Back in Jan I created a tutorial on how to send and receive data using your own server ( Since then I've been working on other projects, but this has never been far from my mind. I have a few plans for this:

  1. Create a home grown multiplayer system
  2. Create a way to update gameplay rules/balancing on the fly
  3. Have gameplay from other users influence your game
  4. Gather metrics

All of these require me to somehow track what each player is doing, some will require the player to create an account, but others will not. I needed to come up with a way to quickly and easily create a unique ID for each player that downloaded the game. There are some limitations to this, if the player deleted the game and redownloaded it, the UID would be regenerated. If they restored their backup to a new device, the old UID would still be present. For my implementation, this doesn't really matter.

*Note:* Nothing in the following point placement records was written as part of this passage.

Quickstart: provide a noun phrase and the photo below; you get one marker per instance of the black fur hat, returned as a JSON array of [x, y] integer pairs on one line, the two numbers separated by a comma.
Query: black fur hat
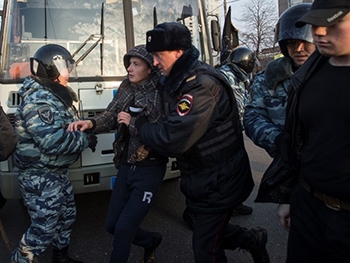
[[168, 36]]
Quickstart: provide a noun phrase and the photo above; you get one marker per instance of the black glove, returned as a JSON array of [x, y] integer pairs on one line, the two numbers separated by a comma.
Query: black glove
[[282, 142], [140, 121], [92, 142]]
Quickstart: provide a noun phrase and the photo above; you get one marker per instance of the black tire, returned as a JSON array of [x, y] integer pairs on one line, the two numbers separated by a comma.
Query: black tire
[[2, 200]]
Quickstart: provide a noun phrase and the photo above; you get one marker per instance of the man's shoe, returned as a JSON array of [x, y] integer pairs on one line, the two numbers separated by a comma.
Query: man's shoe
[[150, 253], [242, 210], [189, 218], [255, 243], [61, 256]]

So this afternoon I set about creating as close to an infinite unique identifier as I could. It's based off of the system time, device height and a seed table of 10,000 randomly generated alphanumeric 10 digit values (thanks to one of my favorite websites

Here is a screenshot of my UID Seed Table:

Here is a youtube video showing the types of UID's being generated. As you can see, they are very long, and the chances of two being identical are pretty slim. In the video below, I clicked on the generate button every time it changes .

So what's the code look like?
I'm not going to give it away since I want to make sure my code is unique as possible, but basically I'm constructing a string where I grab the clock time (year, month, day, hour, min, sec, milisec) and then throw the device height somewhere in the middle. I also altered a few sections by tweaking the clock value to random(0-game.Hour) (or something like that). Finally, I grabbed two random cells from the database and pop them in the middle.